Prostate-cancer: MRI and targeted biopsies could potentially cut overdiagnoses by half


Most countries have not introduced nationwide prostate-cancer screening, as current methods result in overdiagnoses and excessive and unnecessary biopsies.

A new study by researchers at Karolinska Institutet in Sweden, which is published in the New England Journal of Medicine, indicates that screening by magnetic resonance imaging (MRI) and targeted biopsies could potentially cut overdiagnoses by half.

The results were presented today at the European Association of Urology Congress.

“Our results from a large, randomized study show that modern methods for prostate cancer screening maintain the benefits of screening, while decreasing the harms substantially. This addresses the greatest barrier to the introduction of nationwide screening,” explains Tobias Nordström, associate professor of Urology at the Department of Clinical Sciences, Danderyd Hospital at Karolinska Institutet, who is in charge of the STHLM3MRI study.

Yearly, approximately 1.4 million men get a prostate cancer diagnosis and 375,000 men die from the disease. Previous studies have shown that organized screening can result in earlier detection and thereby reduce the risk of prostate-cancer deaths.

Current screening methods – PSA (prostate-specific antigen) tests combined with traditional biopsies – result in unnecessary biopsies, and the detection of numerous minor low-risk tumors.
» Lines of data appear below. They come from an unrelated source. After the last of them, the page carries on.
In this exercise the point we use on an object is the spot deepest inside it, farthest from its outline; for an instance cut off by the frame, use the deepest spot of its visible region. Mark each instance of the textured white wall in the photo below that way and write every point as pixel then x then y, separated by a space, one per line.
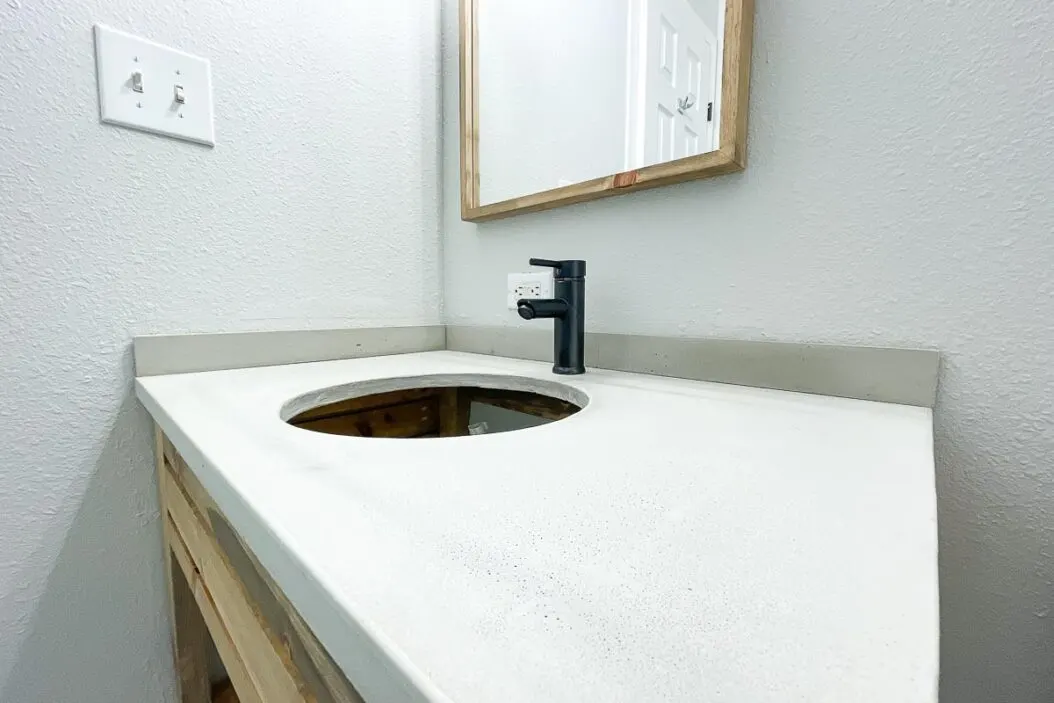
pixel 318 208
pixel 900 192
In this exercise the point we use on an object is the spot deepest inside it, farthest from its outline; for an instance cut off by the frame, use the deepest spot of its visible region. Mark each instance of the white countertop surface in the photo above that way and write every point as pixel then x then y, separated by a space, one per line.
pixel 676 541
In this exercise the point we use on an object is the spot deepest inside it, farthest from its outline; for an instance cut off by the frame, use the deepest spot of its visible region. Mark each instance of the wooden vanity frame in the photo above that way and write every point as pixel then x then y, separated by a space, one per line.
pixel 729 157
pixel 218 589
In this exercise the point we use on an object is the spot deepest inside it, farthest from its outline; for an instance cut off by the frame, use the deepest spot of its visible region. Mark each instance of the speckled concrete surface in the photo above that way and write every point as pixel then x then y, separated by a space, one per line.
pixel 900 193
pixel 672 542
pixel 317 209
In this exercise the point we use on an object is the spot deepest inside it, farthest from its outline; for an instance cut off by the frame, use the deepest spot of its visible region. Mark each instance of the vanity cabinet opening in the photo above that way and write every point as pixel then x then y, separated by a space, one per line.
pixel 418 413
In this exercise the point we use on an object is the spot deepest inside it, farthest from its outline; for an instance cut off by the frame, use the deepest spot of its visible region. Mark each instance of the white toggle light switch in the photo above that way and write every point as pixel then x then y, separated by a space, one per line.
pixel 144 85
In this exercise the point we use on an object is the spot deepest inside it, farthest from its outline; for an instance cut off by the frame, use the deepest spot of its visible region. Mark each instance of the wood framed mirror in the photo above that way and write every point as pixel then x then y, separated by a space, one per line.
pixel 564 101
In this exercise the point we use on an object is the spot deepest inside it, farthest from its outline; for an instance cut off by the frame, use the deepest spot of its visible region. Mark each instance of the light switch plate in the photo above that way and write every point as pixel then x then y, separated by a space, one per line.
pixel 119 57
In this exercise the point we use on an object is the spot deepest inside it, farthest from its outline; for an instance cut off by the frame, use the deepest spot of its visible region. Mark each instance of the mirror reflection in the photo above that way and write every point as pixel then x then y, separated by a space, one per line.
pixel 577 90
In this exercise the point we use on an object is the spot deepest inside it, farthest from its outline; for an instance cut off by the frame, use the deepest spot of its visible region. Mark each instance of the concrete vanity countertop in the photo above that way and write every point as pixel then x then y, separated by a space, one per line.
pixel 674 541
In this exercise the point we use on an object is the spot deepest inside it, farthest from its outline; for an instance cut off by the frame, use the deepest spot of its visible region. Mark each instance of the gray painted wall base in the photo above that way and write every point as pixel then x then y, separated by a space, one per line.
pixel 906 376
pixel 186 353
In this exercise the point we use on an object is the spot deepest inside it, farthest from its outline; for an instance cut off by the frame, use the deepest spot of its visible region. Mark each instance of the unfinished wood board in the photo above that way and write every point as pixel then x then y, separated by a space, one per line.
pixel 266 628
pixel 236 668
pixel 531 404
pixel 225 694
pixel 189 630
pixel 410 420
pixel 371 402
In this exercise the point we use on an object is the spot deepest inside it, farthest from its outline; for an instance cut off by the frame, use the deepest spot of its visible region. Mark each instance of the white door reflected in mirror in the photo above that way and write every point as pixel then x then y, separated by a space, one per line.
pixel 570 91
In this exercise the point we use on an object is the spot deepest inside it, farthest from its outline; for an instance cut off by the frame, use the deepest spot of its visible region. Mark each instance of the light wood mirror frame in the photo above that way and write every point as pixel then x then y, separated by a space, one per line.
pixel 729 157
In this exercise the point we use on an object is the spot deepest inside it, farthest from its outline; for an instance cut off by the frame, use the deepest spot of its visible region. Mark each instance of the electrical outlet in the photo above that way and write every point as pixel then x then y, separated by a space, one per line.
pixel 529 286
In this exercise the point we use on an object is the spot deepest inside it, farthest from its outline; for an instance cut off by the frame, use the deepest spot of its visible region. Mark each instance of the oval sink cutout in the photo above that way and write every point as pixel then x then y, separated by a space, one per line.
pixel 426 407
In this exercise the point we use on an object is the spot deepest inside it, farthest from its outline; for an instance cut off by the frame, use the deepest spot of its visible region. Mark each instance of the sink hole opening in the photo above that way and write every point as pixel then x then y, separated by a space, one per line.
pixel 436 411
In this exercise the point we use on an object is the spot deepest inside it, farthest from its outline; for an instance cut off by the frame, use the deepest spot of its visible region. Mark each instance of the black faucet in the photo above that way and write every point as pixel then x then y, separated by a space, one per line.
pixel 568 308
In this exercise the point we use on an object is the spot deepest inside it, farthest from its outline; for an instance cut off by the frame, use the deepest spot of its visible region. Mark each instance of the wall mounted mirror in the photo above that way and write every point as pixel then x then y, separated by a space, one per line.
pixel 570 100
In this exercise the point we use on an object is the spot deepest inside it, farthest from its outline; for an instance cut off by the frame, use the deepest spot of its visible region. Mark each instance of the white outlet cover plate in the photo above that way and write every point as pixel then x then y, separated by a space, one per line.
pixel 119 55
pixel 528 286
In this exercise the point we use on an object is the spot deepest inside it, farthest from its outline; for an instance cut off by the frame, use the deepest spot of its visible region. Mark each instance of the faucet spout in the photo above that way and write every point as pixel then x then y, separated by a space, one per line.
pixel 567 309
pixel 542 309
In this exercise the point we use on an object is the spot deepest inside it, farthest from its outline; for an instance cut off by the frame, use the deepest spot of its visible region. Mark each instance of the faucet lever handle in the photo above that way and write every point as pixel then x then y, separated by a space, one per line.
pixel 565 269
pixel 546 262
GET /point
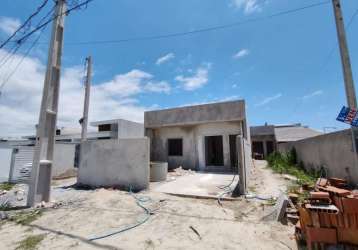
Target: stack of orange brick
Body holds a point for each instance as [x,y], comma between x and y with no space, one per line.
[330,215]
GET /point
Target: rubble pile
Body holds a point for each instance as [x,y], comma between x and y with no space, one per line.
[328,215]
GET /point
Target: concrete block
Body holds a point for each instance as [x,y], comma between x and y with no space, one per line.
[121,163]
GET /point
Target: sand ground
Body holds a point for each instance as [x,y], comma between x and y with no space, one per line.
[88,213]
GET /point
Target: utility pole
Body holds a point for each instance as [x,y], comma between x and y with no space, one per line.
[84,120]
[346,64]
[40,185]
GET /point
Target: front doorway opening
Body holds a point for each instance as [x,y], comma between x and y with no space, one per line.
[214,153]
[233,152]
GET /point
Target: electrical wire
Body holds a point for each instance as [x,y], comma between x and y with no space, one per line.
[26,23]
[67,12]
[330,54]
[186,33]
[6,80]
[139,202]
[208,29]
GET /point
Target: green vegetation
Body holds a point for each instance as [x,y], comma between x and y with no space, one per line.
[287,164]
[5,205]
[30,242]
[25,218]
[6,186]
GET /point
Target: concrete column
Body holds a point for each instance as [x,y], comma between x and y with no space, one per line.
[240,188]
[12,164]
[226,149]
[265,147]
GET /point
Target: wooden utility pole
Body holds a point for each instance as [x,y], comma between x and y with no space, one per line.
[346,64]
[84,120]
[40,183]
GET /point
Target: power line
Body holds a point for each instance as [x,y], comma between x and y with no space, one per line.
[26,23]
[6,80]
[322,68]
[77,6]
[208,29]
[197,31]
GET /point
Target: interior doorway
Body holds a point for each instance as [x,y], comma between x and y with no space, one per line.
[233,152]
[269,148]
[214,153]
[258,150]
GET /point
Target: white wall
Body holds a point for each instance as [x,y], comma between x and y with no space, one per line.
[64,160]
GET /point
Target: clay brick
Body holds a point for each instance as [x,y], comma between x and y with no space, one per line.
[350,205]
[322,182]
[322,235]
[348,236]
[337,201]
[337,182]
[319,195]
[337,191]
[334,220]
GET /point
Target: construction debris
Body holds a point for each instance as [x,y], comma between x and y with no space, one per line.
[328,214]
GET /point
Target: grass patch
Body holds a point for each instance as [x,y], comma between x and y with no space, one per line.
[5,205]
[30,242]
[6,186]
[26,218]
[287,164]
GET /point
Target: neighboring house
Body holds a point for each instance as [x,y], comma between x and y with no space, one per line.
[202,137]
[66,153]
[332,152]
[266,139]
[118,128]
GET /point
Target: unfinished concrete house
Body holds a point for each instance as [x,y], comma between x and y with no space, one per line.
[202,137]
[266,139]
[120,158]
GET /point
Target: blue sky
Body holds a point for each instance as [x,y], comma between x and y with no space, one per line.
[281,66]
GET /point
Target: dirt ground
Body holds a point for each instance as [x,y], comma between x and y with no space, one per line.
[176,222]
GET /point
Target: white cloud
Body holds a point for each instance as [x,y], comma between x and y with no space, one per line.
[269,99]
[8,25]
[249,6]
[241,53]
[313,94]
[21,97]
[159,87]
[165,58]
[196,81]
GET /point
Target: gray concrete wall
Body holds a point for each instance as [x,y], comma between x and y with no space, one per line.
[215,112]
[64,160]
[193,143]
[129,129]
[334,151]
[5,161]
[115,163]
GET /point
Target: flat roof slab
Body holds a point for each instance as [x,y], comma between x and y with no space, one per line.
[198,114]
[198,185]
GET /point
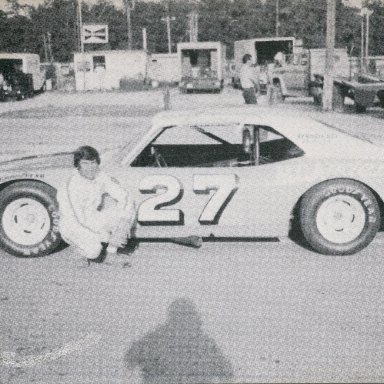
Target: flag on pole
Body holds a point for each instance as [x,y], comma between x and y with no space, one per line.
[95,34]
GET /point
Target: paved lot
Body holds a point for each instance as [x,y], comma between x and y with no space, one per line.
[228,312]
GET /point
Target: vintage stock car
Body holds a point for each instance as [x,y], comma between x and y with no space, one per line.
[223,173]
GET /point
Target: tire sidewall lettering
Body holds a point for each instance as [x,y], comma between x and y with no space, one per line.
[359,195]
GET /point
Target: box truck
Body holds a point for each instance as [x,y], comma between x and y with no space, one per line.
[201,66]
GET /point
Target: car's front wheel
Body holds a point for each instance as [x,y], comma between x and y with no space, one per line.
[29,219]
[339,217]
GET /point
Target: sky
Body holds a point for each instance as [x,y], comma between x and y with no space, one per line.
[3,3]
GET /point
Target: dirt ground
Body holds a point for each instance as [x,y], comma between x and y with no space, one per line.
[228,312]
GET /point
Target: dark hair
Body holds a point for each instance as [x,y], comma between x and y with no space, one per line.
[246,58]
[85,153]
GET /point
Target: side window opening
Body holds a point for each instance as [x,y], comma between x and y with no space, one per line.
[216,146]
[266,146]
[195,146]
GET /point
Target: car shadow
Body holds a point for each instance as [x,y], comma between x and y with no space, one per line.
[179,351]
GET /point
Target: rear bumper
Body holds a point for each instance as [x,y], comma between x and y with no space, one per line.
[209,84]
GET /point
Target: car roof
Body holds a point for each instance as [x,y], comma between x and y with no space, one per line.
[314,137]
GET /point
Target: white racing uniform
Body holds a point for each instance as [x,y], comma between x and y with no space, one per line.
[86,220]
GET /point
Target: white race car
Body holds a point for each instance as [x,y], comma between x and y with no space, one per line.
[227,173]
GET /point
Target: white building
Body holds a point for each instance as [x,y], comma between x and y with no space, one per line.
[106,70]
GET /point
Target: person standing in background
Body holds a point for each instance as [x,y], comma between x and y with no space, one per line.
[249,80]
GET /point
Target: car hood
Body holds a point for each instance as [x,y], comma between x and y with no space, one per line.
[34,162]
[60,159]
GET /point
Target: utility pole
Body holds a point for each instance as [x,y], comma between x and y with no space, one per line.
[368,14]
[80,27]
[45,48]
[168,20]
[130,5]
[329,56]
[277,18]
[193,26]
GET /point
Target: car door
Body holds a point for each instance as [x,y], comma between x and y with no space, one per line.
[204,184]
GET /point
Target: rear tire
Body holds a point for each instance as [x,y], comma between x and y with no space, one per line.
[29,219]
[339,217]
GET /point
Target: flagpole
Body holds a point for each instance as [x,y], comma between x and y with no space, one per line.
[81,28]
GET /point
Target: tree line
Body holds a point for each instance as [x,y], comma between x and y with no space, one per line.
[24,28]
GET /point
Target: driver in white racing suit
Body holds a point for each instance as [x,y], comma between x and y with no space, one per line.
[96,213]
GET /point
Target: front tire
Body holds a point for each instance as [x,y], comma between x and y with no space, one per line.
[339,217]
[29,219]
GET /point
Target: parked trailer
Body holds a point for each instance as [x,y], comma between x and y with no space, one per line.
[22,75]
[366,92]
[201,66]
Consequently, no country except Lithuania has chosen to introduce a nationwide prostate-cancer screening program, as the benefits do not exceed the disadvantages.

“Refined screening methods are required to reduce overdiagnosis and overtreatment of low-risk tumors, and prevent unnecessary biopsies and biopsy-related side-effects,” explains Martin Eklund, associate professor at the Department of Medical Epidemiology and Biostatistics, Karolinska Institutet, with joint responsibility for the STHLM3MRI study.

The results of the STHLM3MRI study indicate that overdiagnoses can be halved by substituting traditional prostate biopsies with magnetic resonance imaging (MRI) and targeted biopsies. The number of unnecessary biopsies and the identification of minor low-risk tumors is reduced, while the new method can detect just as many clinically significant tumors.

STHLM3MRI is a randomized study conducted between 2018 and 2021 with participants from Stockholm County, which included 12,750 men. The participants first provided a blood sample for PSA analysis, as well as analysis by the new Stockholm3 test, developed by researchers at Karolinska Institutet. Men whose tests showed elevated levels were then randomly selected for traditional biopsies or MRI. In the MRI group, biopsies were conducted strictly on suspected tumors identified by MRI.

The study proceeded thereafter by investigating how the Stockholm3 test could be combined with MRI to further improve the method for prostate-cancer screening.

“We will soon present the second of the two main reports from the STHLM3MRI trial where we assess the role of a novel blood test as adjunct to MRI in prostate cancer screening. The future of prostate cancer diagnostics probably includes both improved blood tests and MRI.

Nationwide screening for breast and cervical cancer among women has been available in the Western world for some time. We are finally able to show that men can also reduce their risk of malignant cancer through nationwide prostate-cancer screening that utilizes modern methods,” Nordström concludes.

Professor Hendrik Van Poppel, adjunct secretary general of the European Association of Urology (EAU), said, “It is exciting to see breakthroughs such as this in the field of early detection of prostate cancer. An innovation such as STHLM3MRI makes an even more compelling case for the European Commission to ensure a risk stratified approach to early detection of prostate cancer is adopted across the whole of Europe.

The EAU is working hard to ensure that early detection of prostate cancer is addressed in the implementation of Europe’s Beating Cancer Plan in order to reduce mortality of Europe’s most common male cancer while also dealing with the challenges of overdiagnosis and overtreatment. We are really looking forward to seeing how STHLM3MRI can continue to contribute to this aim.”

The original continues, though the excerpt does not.